Farm Atlas

Graph for training model that shows decreasing loss and increasing accuracy as we train the model.
GFSAD1000 dataset - yellow datapoint represents the area that crops are growing
ERA5-Land dataset heat map about Temperature 2m above ground
ERA5-Land dataset heat map about Solar Radiation
ERA5-Land dataset heat map about Soil Temperature
ERA5-Land dataset heat map about Precipitation

Inspiration

As the global population increases, the demand for food is higher than ever while the food supply by farmers remain relatively constant. To solve this, we must find the most efficient way to utilize the given resources. There are numerous factors that affect farming such as seed, chemical, and labor, but we believe that the most important aspect of all is the land we farm in. There is a lot unutilized land that can. be converted into farmland, which can be converted into agricultural area to feed millions of people who are suffering from hunger. Countries which are underdeveloped can benefit by finding land that can be used to grow food for their communities. Acknowledging the severity of this situation, we aimed to build a creative solution that would find viable land that people could use to produce crop to increase food security. Additionally, when a single crop is planted in the same place every year, the soil structure slowly deteriorates as the same nutrients are used time and time again. After a few years, the soil becomes unhealthy, drained of those specific nutrients. By finding more land we can slowdown the process of farm land destruction. By this, we want to help people in hardships in the global community and promote sustainability by providing more land to farm in and not overwork the land.

What it does

The user can access a website in which there is a global map overlaid with grids. The user can zoom in anywhere in the world and select a specific region. After the user selects the region, the machine learning model is run to decide whether or not that area of land can be used for farming.

How we built it

Our project has two main component, the website and the machine learning algorithm. For machine learning, we first collected data from the Google Earth Engine, which is a a planetary-scale platform for Earth science data & analysis. Among the many datasets it provides, we used the ERA5-Land dataset and the GFSAD1000 dataset. The ERA5-Land dataset provides us four global heat maps the each contains information on temperature, soil temperature, precipitation, and solar radiation. We use these heat maps to crop out a 400 kilometers squared area in a certain position on the globe for every map and form the feature vectors for that area using color encoding. We used 3000 randomly selected regions around the globe for this project. The GFSAD1000 dataset provided us a global map where the places that crop grows in is marked in yellow. We used this data to form a label which tells us if the region we generated feature vectors for are growing crops or not. Using the feature vector and the label, we performed a binary classification task using the model we built using pytorch. The model is consisted of two one dimensional convolutional layers and three dense layers containing different numbers of nodes. We then trained the model and adjust the parameters like epoch, learning rate, and weight decay to achieve the optimal training process. After we checked that the accuracy and loss graphs per epoch are smooth curves, we predicted results for our test data (which we allocated randomly 20% of the total dataset) and achieved about 82~87% accuracy for it. Finally, we visualized the loss and accuracy curve using matplotlib.

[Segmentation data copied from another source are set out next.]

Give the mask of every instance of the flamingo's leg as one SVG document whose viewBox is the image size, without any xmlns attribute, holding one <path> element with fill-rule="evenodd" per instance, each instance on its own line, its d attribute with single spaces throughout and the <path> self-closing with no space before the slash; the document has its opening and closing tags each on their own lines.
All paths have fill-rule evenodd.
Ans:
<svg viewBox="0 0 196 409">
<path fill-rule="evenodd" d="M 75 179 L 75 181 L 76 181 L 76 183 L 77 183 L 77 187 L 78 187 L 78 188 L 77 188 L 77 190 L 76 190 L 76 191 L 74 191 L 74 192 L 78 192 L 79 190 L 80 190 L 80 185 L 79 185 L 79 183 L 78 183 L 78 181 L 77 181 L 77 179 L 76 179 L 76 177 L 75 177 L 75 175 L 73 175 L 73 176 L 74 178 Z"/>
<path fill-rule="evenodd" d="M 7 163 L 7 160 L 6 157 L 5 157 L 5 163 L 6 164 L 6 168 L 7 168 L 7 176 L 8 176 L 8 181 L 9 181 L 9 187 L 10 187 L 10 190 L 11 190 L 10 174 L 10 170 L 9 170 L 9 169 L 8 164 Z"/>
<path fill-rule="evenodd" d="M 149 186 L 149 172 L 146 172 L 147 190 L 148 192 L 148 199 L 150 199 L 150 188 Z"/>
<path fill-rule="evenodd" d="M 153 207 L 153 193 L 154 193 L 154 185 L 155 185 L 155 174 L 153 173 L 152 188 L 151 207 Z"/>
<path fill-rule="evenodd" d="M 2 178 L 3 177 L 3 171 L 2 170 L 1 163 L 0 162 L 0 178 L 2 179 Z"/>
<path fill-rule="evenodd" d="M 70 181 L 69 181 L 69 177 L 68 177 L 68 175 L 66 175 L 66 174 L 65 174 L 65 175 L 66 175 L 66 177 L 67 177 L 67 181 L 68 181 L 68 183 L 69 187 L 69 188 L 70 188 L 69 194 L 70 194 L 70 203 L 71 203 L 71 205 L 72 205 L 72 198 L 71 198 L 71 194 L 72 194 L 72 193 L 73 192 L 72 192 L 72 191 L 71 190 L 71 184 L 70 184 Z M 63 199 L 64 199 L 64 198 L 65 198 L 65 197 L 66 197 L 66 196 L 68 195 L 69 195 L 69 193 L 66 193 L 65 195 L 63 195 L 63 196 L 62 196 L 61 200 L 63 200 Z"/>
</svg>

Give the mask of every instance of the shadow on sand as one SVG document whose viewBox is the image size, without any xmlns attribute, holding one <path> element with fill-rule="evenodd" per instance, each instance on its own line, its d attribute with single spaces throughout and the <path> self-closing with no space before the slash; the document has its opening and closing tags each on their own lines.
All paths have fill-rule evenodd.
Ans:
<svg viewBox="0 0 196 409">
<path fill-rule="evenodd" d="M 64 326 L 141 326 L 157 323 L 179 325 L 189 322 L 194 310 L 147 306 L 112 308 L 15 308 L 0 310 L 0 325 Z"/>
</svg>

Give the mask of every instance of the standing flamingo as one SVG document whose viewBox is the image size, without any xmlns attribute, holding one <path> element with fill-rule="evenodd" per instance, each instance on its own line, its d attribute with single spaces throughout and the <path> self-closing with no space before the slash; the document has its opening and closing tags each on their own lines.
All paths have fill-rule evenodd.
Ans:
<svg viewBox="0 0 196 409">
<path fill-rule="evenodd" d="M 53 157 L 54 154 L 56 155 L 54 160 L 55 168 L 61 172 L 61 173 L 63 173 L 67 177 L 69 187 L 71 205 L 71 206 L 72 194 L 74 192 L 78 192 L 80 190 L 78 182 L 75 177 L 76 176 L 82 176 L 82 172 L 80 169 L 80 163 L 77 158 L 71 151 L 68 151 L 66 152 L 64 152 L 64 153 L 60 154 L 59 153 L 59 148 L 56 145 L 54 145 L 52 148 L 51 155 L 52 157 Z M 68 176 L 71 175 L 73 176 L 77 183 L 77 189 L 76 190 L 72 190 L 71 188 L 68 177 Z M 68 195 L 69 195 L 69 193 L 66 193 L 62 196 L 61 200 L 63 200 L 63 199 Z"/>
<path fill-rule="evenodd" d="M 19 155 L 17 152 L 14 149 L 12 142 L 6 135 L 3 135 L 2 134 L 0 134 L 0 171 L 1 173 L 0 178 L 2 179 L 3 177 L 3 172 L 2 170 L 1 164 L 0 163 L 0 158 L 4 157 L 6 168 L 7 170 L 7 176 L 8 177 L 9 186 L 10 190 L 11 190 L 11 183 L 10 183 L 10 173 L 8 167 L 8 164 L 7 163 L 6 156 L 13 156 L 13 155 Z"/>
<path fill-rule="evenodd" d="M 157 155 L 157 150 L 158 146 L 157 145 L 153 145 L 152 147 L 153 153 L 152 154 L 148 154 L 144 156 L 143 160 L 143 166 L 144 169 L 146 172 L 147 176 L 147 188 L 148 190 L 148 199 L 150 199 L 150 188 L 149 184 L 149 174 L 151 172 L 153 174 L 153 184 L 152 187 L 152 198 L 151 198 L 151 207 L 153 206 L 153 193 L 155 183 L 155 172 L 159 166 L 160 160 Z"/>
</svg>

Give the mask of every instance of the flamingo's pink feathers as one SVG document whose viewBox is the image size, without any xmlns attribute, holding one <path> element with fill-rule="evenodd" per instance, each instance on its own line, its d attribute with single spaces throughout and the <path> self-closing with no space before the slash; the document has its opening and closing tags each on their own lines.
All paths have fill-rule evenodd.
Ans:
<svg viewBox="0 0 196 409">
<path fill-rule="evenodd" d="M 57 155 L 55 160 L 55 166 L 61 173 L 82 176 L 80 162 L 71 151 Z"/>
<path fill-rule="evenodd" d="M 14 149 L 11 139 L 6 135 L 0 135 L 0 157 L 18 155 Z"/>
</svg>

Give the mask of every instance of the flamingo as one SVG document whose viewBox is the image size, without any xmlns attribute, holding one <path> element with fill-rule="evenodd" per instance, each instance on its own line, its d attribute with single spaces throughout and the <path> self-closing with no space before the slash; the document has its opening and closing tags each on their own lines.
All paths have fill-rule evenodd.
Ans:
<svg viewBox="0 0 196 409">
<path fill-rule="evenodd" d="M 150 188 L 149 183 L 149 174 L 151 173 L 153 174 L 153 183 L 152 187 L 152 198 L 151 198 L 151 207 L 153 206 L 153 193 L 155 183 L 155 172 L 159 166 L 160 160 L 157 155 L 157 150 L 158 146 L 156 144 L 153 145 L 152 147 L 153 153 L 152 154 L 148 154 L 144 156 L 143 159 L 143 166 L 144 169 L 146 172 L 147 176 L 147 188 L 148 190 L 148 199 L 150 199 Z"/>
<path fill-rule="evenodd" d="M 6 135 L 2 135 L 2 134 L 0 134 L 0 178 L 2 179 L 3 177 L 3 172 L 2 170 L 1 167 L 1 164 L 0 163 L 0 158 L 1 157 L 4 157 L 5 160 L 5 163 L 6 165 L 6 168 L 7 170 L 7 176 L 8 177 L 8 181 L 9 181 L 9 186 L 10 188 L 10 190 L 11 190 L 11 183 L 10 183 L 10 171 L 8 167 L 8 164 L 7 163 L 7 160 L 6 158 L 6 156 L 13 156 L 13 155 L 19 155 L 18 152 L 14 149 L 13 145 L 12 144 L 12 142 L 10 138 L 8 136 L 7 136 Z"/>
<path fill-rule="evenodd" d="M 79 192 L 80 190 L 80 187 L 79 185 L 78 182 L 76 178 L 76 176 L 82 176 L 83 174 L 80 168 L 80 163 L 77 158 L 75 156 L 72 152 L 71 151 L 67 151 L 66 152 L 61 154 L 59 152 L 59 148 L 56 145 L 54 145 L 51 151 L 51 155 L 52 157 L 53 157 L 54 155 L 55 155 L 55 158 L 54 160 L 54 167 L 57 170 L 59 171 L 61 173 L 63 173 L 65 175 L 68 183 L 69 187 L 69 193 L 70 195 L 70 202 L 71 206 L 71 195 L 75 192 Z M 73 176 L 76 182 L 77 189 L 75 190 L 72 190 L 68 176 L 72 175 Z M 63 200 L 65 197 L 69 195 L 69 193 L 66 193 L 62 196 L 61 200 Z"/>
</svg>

Building the frontend of the website was a very involved process. After consulting with one of the mentor's from John Deere who had experience in map data he told us that Google maps used a tiling system to segment regions, which would be a perfect fit for our model (tiling example here: https://developers.google.com/maps/documentation/javascript/coordinates). So, I implemented the tile system over the map that is able to read the latitude and longitude values of two corners of the tile that the user selected. This information is then sent to the backend where it downloads geospatial data on that specific region and runs it through the model. The area is then highlighted based on whether or not the model thinks crops can grow there. Green means that the model thinks crops can grow in that area, and red means that it does not think crops can grow there. The square image that is outputted is representative of the tile that was selected by the user.

Challenges we ran into

The biggest challenge we faced while developing our deep learning algorithm was collecting data and preprocessing it. Our goal was to find data that incorporates the information crucial for farming such as temperature, precipitation, soil temperature, and solar radiation for the whole globe. We had to invest a lot of time to find the appropriate data, but eventually, we found the Google Earth Engine. We faced another challenge while we were training our deep learning model. Our goal was to smoothly decrease the loss function without the values fluctuating while training the model. However, when we were first training the model, the loss value rapidly decreased in the first few epochs, then remained constant or fluctuated. To solve this problem, we first tried to overfit the model by increasing nodes to verify that the model is trainable with our data. After we checked that it works, we adjusted values such as epochs, learning rate, and weight decay to find the optimal condition to train the model. Then, we used scalers to scale the value, and most importantly we used convolutional layers to better analyze the feature vectors. After these processes, we saw that the loss smoothly decreased and accuracy also consistently increased to achieve about 87% on average, which proved that we prevented overfitting and we were training the model meaningfully using the feature vectors.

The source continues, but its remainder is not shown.